Non è ancora tutto. La fontana su cui tu, bambino, sei salito, è un’isola che non c’è, proprio come la città di Za’atari e le sue case disposte con cura, perché l’artista si è impegnata per dare a ciascuna di queste sculture una legge speciale, per farle diventare degli scorci di mondo extra-territoriali: in pratica, se cammini sulla statua, non sei in Italia, né in nessun altro Stato conosciuto. Sei cittadino di un Pianeta a parte, proprio come gli abitanti di Za’atari che vivono in una terra di nessuno, in un tempo che non si sa, sospeso tra la pace e la guerra, tra il presente e il futuro, tra il deserto e l’acqua. A volte, l’arte, può fare molto, può mettersi in una zona di frontiera, al confine con altre discipline come il diritto, l’urbanistica, l’antropologia, l’architettura. In questo caso l’ha fatto.

Le fontane sospese all’incontrario assomigliano al cavallo di Troia: aiutano a insinuare il dubbio che da qualche parte stia capitando una vita diversa dalla nostra, che esista un modello di cittadinanza distante da quello che conosciamo, più libero – fatto di città invisibili, e di scultori nel deserto. 

Se un Comune o un’istituzione compra la scultura dell’artista, il ricavato va al vero costruttore, che di solito è un padre di famiglia.
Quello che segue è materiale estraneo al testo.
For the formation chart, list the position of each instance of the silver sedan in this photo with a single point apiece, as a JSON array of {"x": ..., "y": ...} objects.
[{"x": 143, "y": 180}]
E così questo cavallo non porta guerra, ma porta pace e denaro in un posto del mondo sottosopra, quello dove la vita scorre acquatica senza che noi ci voltiamo a guardarla.

Se sei un bambino e indossi gli stivali, pazienza se non sai leggere o se l’arte per te è soltanto un foglio di scuola con una casa sotto il sole. C’è il rischio che tu abbia già capito quasi tutto – che gli oggetti sono fatti per usarli, per spostarsi nel tempo e nello spazio. Come fai tu che, senza saperlo, proprio adesso stai camminando a testa in giù nelle pozzanghere sotto il suolo di Za’atari. 

Nella foto un dettaglio dell'opera "Mahallat el-Ghouta 94, Block 8, District 4" di Margherita Moscardini, 2019, Bruno Cattani.